Conservative groups challenge Montana campaign laws
HELENA — A conservative group asked a federal judge Thursday to undo Montana's campaign contribution restrictions, even as the U.S. Supreme Court considers a related case.
Virginia-based American Tradition Partnership is headlining a group that wants the federal court to immediately undo Montana's donation limits for individuals, political action committees, political parties and others. It also wants to do away with state laws that require disclaimers on attack ads, and ban false statements in those attacks.
ATP is joined in the lawsuit by the Montana Right to Life Association, Lake County Republican Central Committee, Beaverhead County Republican Central Committee and other conservative groups. The coalition told U.S. District Judge Charles Lovell that the restrictions are an unconstitutional restriction of free speech.
The Montana attorney general's office is defending the limits as necessary to prevent political corruption.

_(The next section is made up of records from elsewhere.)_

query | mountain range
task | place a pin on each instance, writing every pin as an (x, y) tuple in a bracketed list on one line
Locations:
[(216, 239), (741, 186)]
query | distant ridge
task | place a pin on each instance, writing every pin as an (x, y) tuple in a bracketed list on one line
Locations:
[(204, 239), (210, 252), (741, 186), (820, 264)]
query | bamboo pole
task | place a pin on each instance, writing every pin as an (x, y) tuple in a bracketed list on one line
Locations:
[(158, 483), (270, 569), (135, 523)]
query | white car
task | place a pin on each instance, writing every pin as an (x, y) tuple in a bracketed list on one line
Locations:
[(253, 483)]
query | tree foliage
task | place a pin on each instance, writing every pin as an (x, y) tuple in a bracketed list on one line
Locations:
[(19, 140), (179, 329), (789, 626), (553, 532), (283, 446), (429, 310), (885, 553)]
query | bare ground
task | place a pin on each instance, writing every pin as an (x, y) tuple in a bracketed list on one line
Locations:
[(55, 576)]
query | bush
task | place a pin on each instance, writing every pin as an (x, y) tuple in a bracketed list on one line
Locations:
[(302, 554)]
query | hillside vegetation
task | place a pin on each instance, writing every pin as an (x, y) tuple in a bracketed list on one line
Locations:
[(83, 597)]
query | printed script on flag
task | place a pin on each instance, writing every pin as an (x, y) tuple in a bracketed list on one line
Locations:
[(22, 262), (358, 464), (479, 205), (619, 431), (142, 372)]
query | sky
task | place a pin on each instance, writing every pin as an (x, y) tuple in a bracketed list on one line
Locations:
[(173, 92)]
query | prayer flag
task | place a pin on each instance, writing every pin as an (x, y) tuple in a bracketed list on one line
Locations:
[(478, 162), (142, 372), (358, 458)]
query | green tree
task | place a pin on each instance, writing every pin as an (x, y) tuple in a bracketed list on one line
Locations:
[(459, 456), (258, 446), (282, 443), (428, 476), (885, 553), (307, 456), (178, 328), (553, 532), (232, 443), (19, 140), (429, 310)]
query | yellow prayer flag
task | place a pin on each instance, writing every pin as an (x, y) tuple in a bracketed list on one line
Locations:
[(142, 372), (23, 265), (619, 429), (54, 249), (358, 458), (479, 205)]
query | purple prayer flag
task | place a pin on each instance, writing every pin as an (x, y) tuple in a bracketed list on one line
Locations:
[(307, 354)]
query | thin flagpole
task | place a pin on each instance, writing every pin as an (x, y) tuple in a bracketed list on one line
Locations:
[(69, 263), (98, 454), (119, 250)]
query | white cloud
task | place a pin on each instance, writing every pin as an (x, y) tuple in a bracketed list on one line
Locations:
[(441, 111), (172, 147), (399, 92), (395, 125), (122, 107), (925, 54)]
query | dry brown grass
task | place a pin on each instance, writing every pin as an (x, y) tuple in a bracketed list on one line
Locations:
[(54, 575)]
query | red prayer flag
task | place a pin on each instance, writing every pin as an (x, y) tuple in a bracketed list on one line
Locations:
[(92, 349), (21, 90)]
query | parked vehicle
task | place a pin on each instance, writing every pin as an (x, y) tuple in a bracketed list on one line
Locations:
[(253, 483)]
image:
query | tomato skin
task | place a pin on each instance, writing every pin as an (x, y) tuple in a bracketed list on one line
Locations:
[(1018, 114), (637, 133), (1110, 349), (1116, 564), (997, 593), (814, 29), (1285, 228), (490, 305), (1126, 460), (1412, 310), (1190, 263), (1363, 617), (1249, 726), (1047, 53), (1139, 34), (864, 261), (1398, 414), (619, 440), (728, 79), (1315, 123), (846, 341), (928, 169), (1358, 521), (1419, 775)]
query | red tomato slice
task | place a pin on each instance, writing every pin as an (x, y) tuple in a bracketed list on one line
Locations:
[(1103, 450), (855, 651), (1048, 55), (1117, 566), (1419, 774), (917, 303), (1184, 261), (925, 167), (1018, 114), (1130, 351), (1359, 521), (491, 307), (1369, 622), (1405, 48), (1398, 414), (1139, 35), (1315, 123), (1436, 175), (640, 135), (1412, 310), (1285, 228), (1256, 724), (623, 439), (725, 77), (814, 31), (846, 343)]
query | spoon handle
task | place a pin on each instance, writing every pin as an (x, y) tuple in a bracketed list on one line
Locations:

An attorney representing the groups said that the campaign spending limits go too far. Noel Johnson argued that limiting the amount political parties can donate to their own candidates serves no anti-corruption since they naturally are supportive of each other.
The state argued the issues overlap a separate case brought by the group that's now before the U.S. Supreme Court that seeks to overturn Montana's ban on corporations spending to help elect or defeat candidates. Assistant attorney General Michael Black said the lower federal court shouldn't intervene until the higher court settles some of the issues in the other case.
A day earlier, The Montana Attorney General told the U.S. Supreme Court in a filing that the state's century-old ban on direct corporate political donations has helped safeguard Montana from the "scourge of political corruption." The nation's high court is weighing a request from American Tradition Partnership to immediately overturn the Montana ban.
Both cases piggyback on the U.S. Supreme Court Citizens' United decision from last year granting political speech rights to corporations.
American Tradition Partnership has a third case that fights sanctions Montana is attempting to levy against it for allegedly violating campaign finance laws.
The attorney general's office told Lovell that the case in front of him, at the least, deserves a full trial that would include more fact-finding before he decides to make any quick decisions to toss out Montana campaign finance laws.
Lovell promised a quick decision on the request for an immediate injunction since campaign season is heating up.